With the midterm elections less than two weeks away, an unlikely race is heating up — the one for the California Department of Education’s top spot.
Former president of Green Dot Public Charter School Marshall Tuck and incumbent Tom Torlakson are vying for the position of state superintendent of schools.
Both candidates are Democrats with strong backing behind them.
Local, state and national politics
Torlakson has the support of mainstream Democratic Party officeholders and the California Teacher’s Association, which is spending heavily on TV and radio advertisements.
Tuck, meanwhile, is the renegade Democrat, who ran then-Los Angeles Mayor Antonio Villaraigosa’s partnership for L.A. schools to improve the most underperforming schools in the city’s poorest areas.
He’s drawn support from education reformers, high-tech executives and even Hollywood stars. Celebrities Joel McHale, Dax Shepard and Kristen Bell, for example, starred in a web ad with Tuck.

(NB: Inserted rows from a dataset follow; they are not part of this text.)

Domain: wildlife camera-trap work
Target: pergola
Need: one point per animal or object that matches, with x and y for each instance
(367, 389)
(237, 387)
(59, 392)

Tuck says he wants to evaluate teachers based on merit and rid the state of the seniority system.
"That’s a piece of policy that doesn’t make sense for kids," Tuck said.
Torlakson, on the other hand, supports the tenure system and touts accomplishment during his own tenure as state superintendent.
"Our graduation rate went up to 80 percent, the highest in the state’s history for our high schools," Torlakson said. "Our eighth grade reading scores in California are higher than reading scores in any other state in the nation."
And while the position doesn’t hold much power, the race for the state’s schools chief is being watched around the nation.
The most recent poll has Tuck leading 31 to 28.